Supporting information
Acknowledgments
We thank Prof. Ewa Wender-Ożegowska for promoting the survey. Mohamed Abouzid and Alhassan Ali Ahmed are participants in the STER Internationalization of Doctoral Schools Program of the NAWA Polish National Agency for Academic Exchange No. PPI/STE/2020/1/00014/DEC/02. We appreciate the anonymous reviewer for their careful reading of our manuscript and for providing us with excellent guidance to increase the accuracy of our results and enhance the paper’s value.

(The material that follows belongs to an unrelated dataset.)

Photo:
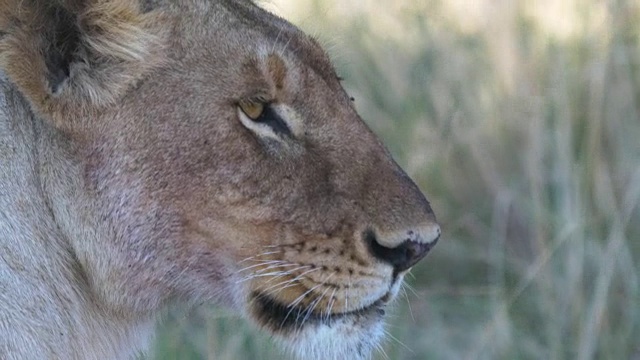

Institutional Review Board Statement: We conducted this study according to the declaration of Helsinki. Informed consent was obtained from all participants. This study did not require ethical approval because it was not a clinical trial but was a surveillance of the population’s attitude. Several settings were adjusted for successful implementation of this cross-sectional study without obtaining ethical approval: (i) the web survey was anonymous, (ii) the participants were aware of the aim of the study and how the data would be used, (iii) it was possible to exit the survey at any time before the submission, (iv) participation was voluntary.
Informed Consent Statement: Informed consent was obtained from all participants involved in the study.
Data Availability
All relevant data are within the paper and its Supporting Information files.
Funding Statement
We thank Poznan University of Medical Sciences for funding the publication cost.